Congratulations Spurs Fans! Now it's time to CELEBRATE!


----------



## Banjoriddim (Aug 14, 2004)

Congratulations! To be honest last year I had some doupts in this team but this years playoff run deserves serious props:cheers:


----------



## HB (May 1, 2004)

Congrats didn't watch the game, had to work but I expected them to win.


----------



## LineOFire (Apr 20, 2004)

Thanks for the congrats guys! Nice picture!


----------



## Brandname (May 24, 2006)

Congratulations from a Cavs fan. You deserved to win the championship this year. Truly a model franchise.


----------



## Yao Mania (Aug 4, 2003)

Congrats guys, you did the Western Conference proud. Ginobili is cold blooded, there's not many guys I'd take over him when an important game it at stake.

And congrats to the Frenchie for his MVP award.


----------



## Five5even (Jun 15, 2007)

I quote Bill Walton:



> "Manu Ginobli is one of the greats. Not just of this generation, but of all time."

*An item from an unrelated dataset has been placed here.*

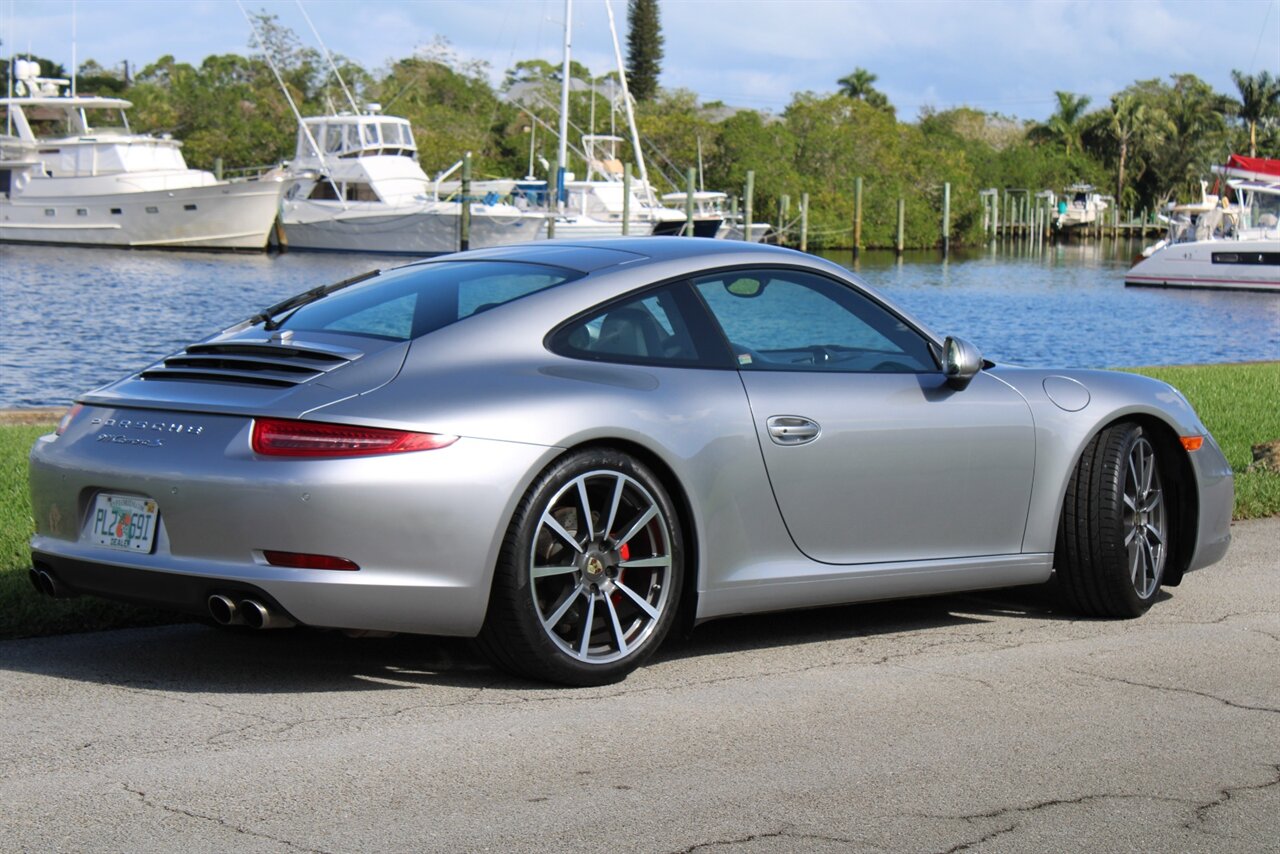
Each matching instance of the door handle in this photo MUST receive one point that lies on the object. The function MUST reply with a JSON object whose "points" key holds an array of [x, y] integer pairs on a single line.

well, maybe not. but he did hit some clutch freethrows tonight and showed up in the 4th quarter. Congrats to all spurs fans and a great decade of success.


----------



## TiMVP2 (Jun 19, 2003)

Thanks guys man i feel awesome, went downtown everyones honking, running through the car's giving high fives holding brooms up high showing there spurs gear man this is awesome.


----------



## shookem (Nov 1, 2005)

I want to hear about the parties last night, or maybe there stilling going on.

Pics anyone?


----------



## Basel (Mar 31, 2005)




----------



## FreeMason Jr. (Jul 12, 2004)

shookem said:


> I want to hear about the parties last night, or maybe there stilling going on.
> 
> Pics anyone?


I don't have any pics, but it was pretty crazy. It suddenly stopped storming right after the spurs won. Guess that was God's go ahead to party :yay:


----------



## TheRoc5 (Mar 1, 2005)

ezealen said:


> I don't have any pics, but it was pretty crazy. It suddenly stopped storming right after the spurs won. Guess that was God's go ahead to party :yay:


haha nice


----------